The sufferings and escapes of God's persecuted folk must have appealed most strongly to Mr. Crockett's Cameronian sympathies. Yet we place "The Raiders" as by far the first of his works. There is no approach to rhapsody, cant, or rant in it, though we only use those strong expressions as indicating the snares which more or less beset any Presbyterian writer on the times of the Trouble. Moreover, construction is not Mr. Crockett's forte, and in "The Raiders" he is kept straight by stress of circumstances. The story follows the fortunes of two lives that are closely intertwined. It abounds in exciting episodes which arise naturally out of the situations; it is compact and logically sensational, for the setting is so picturesque that thrilling incidents evolve themselves

spontaneously. The people in the fertile Gallwegian lowlands are literally living between the devil and the deep sea. On the one hand they are subjected to the descents of the black or the white smugglers—that is, of men who shoot and slash only in self-defence, or of ruffians who, having forfeited their lives, are ready for any atrocity.
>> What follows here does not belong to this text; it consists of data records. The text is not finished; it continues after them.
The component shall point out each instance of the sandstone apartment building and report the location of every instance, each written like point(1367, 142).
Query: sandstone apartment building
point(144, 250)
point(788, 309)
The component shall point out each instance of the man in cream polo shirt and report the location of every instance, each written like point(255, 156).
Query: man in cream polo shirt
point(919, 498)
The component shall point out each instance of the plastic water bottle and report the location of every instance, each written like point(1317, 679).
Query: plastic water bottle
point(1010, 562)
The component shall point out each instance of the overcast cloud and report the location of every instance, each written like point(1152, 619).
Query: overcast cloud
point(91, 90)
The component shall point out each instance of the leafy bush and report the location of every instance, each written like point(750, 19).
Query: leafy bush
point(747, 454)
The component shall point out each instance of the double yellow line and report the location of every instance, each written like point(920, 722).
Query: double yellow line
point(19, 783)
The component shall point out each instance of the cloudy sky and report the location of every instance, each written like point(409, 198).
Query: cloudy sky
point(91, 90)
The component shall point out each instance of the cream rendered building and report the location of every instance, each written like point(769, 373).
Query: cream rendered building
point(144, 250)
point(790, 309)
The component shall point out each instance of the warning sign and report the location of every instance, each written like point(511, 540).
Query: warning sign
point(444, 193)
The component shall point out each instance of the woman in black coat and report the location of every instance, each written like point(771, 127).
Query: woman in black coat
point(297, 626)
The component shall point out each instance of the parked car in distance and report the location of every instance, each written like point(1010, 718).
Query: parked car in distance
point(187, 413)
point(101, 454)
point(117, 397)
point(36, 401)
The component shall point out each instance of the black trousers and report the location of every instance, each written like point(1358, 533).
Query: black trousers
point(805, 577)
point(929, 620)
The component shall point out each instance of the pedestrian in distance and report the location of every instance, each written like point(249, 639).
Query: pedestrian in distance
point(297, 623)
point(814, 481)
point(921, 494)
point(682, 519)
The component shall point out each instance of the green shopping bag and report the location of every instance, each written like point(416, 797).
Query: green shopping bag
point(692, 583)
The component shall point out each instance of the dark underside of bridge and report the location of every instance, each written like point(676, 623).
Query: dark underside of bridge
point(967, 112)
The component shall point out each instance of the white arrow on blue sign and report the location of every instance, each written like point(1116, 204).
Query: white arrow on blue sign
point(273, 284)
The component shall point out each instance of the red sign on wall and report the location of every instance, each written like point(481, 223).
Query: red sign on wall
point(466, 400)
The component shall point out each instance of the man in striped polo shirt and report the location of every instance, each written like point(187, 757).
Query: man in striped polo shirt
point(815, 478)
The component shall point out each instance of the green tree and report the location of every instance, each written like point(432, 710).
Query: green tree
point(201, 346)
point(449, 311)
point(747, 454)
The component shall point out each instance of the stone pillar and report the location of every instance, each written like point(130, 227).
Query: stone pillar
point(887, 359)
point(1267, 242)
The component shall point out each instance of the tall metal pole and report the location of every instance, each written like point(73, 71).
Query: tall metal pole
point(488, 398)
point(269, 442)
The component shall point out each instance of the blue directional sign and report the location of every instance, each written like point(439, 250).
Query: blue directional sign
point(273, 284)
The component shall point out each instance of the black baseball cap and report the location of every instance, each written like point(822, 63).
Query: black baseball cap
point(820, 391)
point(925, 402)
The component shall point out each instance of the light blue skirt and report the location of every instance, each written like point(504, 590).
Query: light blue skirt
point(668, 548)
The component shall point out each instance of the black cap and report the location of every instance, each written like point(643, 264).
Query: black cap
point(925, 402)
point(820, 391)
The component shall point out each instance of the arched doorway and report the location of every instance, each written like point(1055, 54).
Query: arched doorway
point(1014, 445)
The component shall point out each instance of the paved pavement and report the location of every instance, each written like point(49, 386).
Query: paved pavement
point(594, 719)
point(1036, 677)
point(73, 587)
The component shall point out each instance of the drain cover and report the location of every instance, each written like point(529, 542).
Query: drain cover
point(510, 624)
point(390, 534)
These descents of the contrabandists are spasmodic or casual; besides most of the white smugglers are kenned folk who have kin all over the country. Even austere Cameronians look leniently on breaches of the excise laws, and if they find an anker of brandy at the back of a dyke, they thank the Almighty for his mercies, and convey it into a sure place of hiding. But, on the other hand, and in the hills, are the gypsy outlaws who neither fear God nor regard men, and have their fastnesses whither the sheriff dare not follow them. They are the Raiders who drive their creaghs like barbarous Highland caterans, who levy blackmail on all and sundry, and when the laird is at feud with them, or the tenant refuses their "cess," set the red cock crowing of a night in the stackyard and peaceful homestead. A lad of spirit, left to his own guardianship and devices, could hardly help being drawn into these broils, and Patrick Heron commits himself doubly by falling in love with the daughter of a fighting family to whom gypsies and black smugglers bear a deadly enmity. So the story,

as we said, travels forward of itself. Like the amphibious hero of the siege of Acre, Mr. Crockett displays his warlike versatility

Alike to him the sea, the shore, The brand, the bridle, or the oar. We have a succession of highly illustrative pictures. There are surprises of slumbering farmers, and attacks in force on half-fortified feudal mansions. There are brawls and fierce single combats with rough and ready

weapons; there are games of hide and seek in the moors where the penalty of discovery is death; and horrors come to a climax in the robbers' den above "the murder hole" in the dark loch, where the reluctant guest shudders at bed-clothes clotted with gore, and finds a corpse in the oaken chest which is the sole furniture of the chamber. It is superfluous to add that the hero's lady-love is ravished from him, and that, following her to what was literally the back of his world, he saves her by heroic audacity and superhuman endurance. But the most impressive of these brilliantly effective scenes is the raiding and driving of a great herd of Lowland cattle when the country has been roused and the passes occupied. The subject has been often treated by Scottish painters, but never, perhaps, with so much spirit. We see the cattle stampeded in the night, with the wild horsemen and footmen goading them forward. We see the overdriven beasts falling out before "the hurrying pikeman's goad," as the weaker become footsore, hungry and athirst. Finally, there is the demoniacal scene when the raiders with their droves are repeatedly repulsed from the narrow bridgeway that has been secured by their pursuers. The cries of jubilation are raised prematurely, for the Egyptians have an infernal device in reserve. The bellowing herd is besprinkled with tar, then matches are set to their shaggy hides; they are bestridden by the baffled demons who are herding them, and the defenders are swept away in the headlong rush. The catastrophe which metes out the long-deferred vengeance, now that the cup of iniquity has been filled to overflowing, is wrought out in the memorable storm of the fifteen days which buried these uplands in impenetrable snowdrift. And the elect are saved, as in the ill days of the Trouble, by sheltering in a commodious cave only known to the mysterious "Silver Sand.”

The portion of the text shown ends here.